Discovering or eliciting information through informal conversations: A natural part of participant observation is casual interaction with others. It’s often called “naturalistic observation” or observation “in situ.” Interacting in particular social media and paying attention to the close details of such interactions can help you understand more about the medium or technology, if you’re paying attention to the details of your interactions and how they play out over time.  Talking with people about their practices as they use social media is also a good way to learn about practices and habits–both theirs and yours (by comparison to theirs). If the conversations become more formalized, they might become interviews (sometimes there’s a very fuzzy line between these things).

Collecting archival data or artifacts: 

Attentive observation is a key to any anthropological or sociological inquiry in a naturalistic setting.
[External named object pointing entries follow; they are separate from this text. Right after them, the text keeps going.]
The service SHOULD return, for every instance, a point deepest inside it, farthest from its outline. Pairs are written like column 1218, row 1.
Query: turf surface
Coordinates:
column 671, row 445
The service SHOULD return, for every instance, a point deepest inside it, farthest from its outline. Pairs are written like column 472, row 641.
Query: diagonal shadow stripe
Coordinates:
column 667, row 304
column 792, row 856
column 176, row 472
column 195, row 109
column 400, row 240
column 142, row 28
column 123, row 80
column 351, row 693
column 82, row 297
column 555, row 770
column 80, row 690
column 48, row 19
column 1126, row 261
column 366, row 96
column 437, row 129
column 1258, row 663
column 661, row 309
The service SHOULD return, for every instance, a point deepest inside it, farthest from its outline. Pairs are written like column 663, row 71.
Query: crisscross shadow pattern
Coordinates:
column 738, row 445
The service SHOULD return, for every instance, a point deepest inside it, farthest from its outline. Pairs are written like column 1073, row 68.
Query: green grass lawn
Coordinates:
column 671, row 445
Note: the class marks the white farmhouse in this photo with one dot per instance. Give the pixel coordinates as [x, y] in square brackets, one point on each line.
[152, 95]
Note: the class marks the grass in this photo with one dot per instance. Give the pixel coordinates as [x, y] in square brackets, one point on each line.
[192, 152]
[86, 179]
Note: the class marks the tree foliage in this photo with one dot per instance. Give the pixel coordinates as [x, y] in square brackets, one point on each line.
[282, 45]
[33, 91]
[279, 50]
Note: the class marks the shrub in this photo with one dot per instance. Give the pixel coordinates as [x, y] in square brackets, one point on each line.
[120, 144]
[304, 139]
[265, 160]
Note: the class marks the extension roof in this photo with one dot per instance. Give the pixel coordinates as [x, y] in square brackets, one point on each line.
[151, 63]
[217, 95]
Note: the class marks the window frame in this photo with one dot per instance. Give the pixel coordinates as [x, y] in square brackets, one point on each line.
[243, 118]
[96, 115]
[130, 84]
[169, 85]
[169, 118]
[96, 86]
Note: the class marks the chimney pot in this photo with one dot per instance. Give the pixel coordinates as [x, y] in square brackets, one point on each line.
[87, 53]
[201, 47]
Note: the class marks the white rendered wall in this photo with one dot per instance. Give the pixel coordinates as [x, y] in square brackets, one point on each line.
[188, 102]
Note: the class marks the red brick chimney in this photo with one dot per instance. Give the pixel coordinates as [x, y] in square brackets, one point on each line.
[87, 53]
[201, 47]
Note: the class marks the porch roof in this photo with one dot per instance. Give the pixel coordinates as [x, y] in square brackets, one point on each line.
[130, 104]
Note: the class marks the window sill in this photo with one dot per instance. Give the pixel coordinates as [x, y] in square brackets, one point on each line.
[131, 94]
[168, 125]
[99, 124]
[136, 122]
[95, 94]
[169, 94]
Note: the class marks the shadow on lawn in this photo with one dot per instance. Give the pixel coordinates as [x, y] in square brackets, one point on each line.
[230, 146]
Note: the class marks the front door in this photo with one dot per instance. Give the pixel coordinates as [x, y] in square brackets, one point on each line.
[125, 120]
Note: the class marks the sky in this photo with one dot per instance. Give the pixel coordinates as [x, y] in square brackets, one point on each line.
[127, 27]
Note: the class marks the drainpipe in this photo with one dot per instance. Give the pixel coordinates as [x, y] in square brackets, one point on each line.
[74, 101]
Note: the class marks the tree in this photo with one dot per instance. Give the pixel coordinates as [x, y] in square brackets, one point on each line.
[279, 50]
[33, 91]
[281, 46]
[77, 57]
When entering a ‘field,’ to conduct fieldwork, one’s primary role is to observe action and behaviors of cultural members. But there is also the “stuff” of societies and individuals, in material form (pot shards, text or image archives, trash, memorials). Stuff can also be the traces of where we’ve been, how much time we spent here or there, etc. 

How can you ‘observe’ and ‘document’ your participation? What is the “stuff” that is relevant for someone (like an ethnographer) to understand who you are, what your priorities are, where you’re at in life, and other big, abstract questions?

What is easy to log or track? Consider logging conversations, taking screenshots, doing some screen recordings, taking photos, making audio recordings. 

What’s impossible to 
archive, record? How can that be captured, or is it something to reflect on, rather than “capture?” What will always remain elusive? Is it important?

These are not questions that have strict answers. But they’re good questions to reflect on as you choose and use different methods for gathering information or generating knowledge about the context.

Capturing informational flows?

How is this possible? We generally only see the outcomes of flows, not the flows themselves. This is an area for creative innovation, since we (sociologists, anthropologists) don’t have very good tools for capturing what is betwixt and between. There’s often tacit recognition that something is happening, or meaning is being formed, but this is an interpretation, after the fact, retrospective. So this is a good arena for experimentation. 

Connecting to other studies and literatures:

Use scholarly resources to help guide your empirical work: You have many resources to help you access, engage in, and do fieldwork in this ‘field.’  We have supplied a massive resource list for your use.

These are just a fraction of what we could provide. The resources here are intended to give you basic principles and inspiration for how you might do an ethnographically-oriented study of digital identity. The discussions are intended to introduce you to and reinforce certain attitudes and practices as an ethnographer and phenomenologist.